On se sent immobile, mais la terre tourne à toute vitesse. Le temps paraît un absolu, cependant il est relatif. Copernic, Einstein, les savants ne sont pas les seuls à détruire les représentations du monde qu’on fabrique sur les apparences : les poètes, prophètes, éveillés de partout et toujours font le même nettoyage par le vide. Nos sens, notre bon sens, notre sens unique nous trompent. Diogène, agitant, trimballant en vain son tonneau dans le Prologue du Tiers Livre, dénonce la vanité, l’absurdité, autour de lui, de tant d’agitation, guerrière en l’occurrence. On sait déjà qu’il cherche un homme, avec une lampe, et en plein jour. Sans doute ne trouve-t-il que des endormis, c’est-à-dire des morts.
Le diogénique Rabelais balaie par le rire nos idées fixes et fabriquées, dogmes, illusions, aliénations, et fascinations dangereuses, comme Copernic, en souriant, signale que le monde est sans cesse en mouvement. C’est peut-être pourquoi il nous échappe, le monde, il reste insaisissable, au fond, et que prétendre en être maître, avoir sur lui des certitudes ne ferait que le repousser toujours plus loin de nous, et, sinon aggraver cette séparation, en tout cas ne serait que vanité des vanités. « Tout n’est que vanité », semble dire après Salomon, Maître François Rabelais.
Mais s’il nous fait descendre « jusqu’au fond du puits inépuisable auquel disait Héraclite être la vérité cachée », ce n’est pas pour nous laisser dans le noir, le chaos et le désespoir.
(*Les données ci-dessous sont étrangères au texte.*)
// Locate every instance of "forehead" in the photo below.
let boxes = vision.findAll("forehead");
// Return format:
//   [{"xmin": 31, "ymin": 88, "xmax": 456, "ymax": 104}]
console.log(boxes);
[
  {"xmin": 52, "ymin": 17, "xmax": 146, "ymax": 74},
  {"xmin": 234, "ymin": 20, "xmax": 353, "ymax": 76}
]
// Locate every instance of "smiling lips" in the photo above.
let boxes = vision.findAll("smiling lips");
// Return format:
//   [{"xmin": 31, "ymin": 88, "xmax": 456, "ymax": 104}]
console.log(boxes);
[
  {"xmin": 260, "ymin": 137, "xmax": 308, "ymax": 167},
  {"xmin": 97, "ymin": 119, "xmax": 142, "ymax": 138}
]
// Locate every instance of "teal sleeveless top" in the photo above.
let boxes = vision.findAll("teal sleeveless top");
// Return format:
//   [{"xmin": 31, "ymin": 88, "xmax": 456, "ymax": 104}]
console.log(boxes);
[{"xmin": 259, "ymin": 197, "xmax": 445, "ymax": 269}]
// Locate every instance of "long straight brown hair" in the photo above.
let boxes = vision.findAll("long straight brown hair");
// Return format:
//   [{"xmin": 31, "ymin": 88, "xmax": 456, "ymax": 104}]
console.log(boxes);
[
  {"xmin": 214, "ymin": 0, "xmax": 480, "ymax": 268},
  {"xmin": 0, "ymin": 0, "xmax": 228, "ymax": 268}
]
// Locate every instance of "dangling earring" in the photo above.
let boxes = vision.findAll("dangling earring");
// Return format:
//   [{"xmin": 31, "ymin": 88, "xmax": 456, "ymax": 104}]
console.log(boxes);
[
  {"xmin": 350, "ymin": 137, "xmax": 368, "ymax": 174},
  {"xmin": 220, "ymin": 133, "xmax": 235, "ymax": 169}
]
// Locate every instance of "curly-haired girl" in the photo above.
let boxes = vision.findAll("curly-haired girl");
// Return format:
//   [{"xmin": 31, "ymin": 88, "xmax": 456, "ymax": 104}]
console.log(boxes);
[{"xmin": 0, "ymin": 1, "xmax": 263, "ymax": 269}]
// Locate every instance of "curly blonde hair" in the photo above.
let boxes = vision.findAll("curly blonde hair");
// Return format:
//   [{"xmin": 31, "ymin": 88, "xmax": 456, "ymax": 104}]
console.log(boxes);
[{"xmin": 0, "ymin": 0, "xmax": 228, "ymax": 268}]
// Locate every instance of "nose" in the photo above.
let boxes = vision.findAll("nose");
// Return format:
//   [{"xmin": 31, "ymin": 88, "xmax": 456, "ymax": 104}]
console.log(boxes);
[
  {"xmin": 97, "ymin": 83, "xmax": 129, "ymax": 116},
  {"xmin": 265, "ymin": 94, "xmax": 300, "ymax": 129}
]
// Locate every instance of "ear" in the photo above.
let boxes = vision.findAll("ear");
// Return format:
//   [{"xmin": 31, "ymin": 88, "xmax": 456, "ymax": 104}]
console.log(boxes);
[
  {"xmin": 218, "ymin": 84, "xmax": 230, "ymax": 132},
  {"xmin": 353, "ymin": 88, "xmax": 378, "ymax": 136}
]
Bien au contraire — comme le cynisme de Diogène, stigmatisant tous les principes, les prétentions et les pouvoirs, est le contraire d’un principe, de l’arrogance et l’égocentrisme — ce jeu de massacre est salutaire. Rabelais, médecin, soigne les corps et il écrit pour soigner les esprits. Dans ses boîtes colorées, bizarres, grotesques, hilarantes, se trouve une précieuse drogue, une médecine miracle — santé universelle et jeunesse éternelle. Et nous voilà comme des enfants dans un monde relatif, tantôt géant et tantôt nain… Un monde de nouveau tout neuf, amusant, étonnant : présent, futur, passé compris, dont on redécouvre les sources — un monde, ou bien un rêve, une grande illusion, un opéra fabuleux ? Car, au bout du compte, c’est grandiose, et c’est nous qui sommes petits — le microcosme aussi précieux, ici, que l’autre, le macrocosme. À moins que le destin de l’homme soit d’être entre les deux, entre haut et bas, grand et petit, d’être au milieu, moyen, de faire le lien ? Terminant son Grand Œuvre (foisonnant, pourtant, et qui nous entraîne d’un excès, d’un extrême à l’autre, à la suite des géants ), Alcofribas Nasier, abstracteur de quinte essence, semblerait avoir trouvé l’or (l’or alchimique, ou dit encore : des philosophes) dans cet entre-deux, ce juste milieu, cette médiocrité aurée… À nous de faire et vivre avec ce paradoxe : dans un monde géant, offert à profusion, assouvir, dans tous les domaines, un appétit hénaurme de géant… avec modération, sagesse, « juste mesure en or » !  Avec conscience, pourrait-on dire, en se souvenant par ailleurs, que science sans conscience n’est que ruine de l’âme

Alain Enjary

Pantagruel – photos

Photos Claude Bricage

Pantagruel – extraits de presse

(…) Ce Pantagruel est mené tambour battant par la troupe qui nous fait passer trois heures en un éclair. (…) Les principaux épisodes des trois premiers livres sont clairement restitués dans leur registre, du burlesque au comique gaillard, de la réflexion philosophique à la farce de mœurs. Un régal. Gérard Spiteri. LES NOUVELLES LITTÉRAIRES.

Porter à la scène l’œuvre « hénaurme » de Rabelais semblait une entreprise suicidaire et quasiment irréalisable. C’est pourtant ce qu’ont réussi à faire Mehmet Ulusoy, Arlette Bonnard, le Centre Dramatique de La Courneuve et le Théâtre de Liberté.
Un beau spectacle, vivant, coloré, dynamique, enlevé, sans temps morts. (…) Derrière l’immense cocasserie, on retrouve la pensée profonde d’un génie universel dont les thèmes, vieux de plusieurs siècles, parlent encore à notre temps. (…) Les moments forts d’intelligence ou d’émotion sont nombreux. Et l’on mesure que le résultat est des plus satisfaisant. Le spectacle est là, total, titanesque, mais il n’est pas gratuit. Il nous remémore la condition de l’homme et nous indique les moyens de s’arracher à la sottise et à la malignité.
Il faut voir et entendre ce « Pantagruel » qui nous rappelle ce que nous sommes et nous instruit de ce que nous pouvons être. Robert Bouvier, LE SOIR.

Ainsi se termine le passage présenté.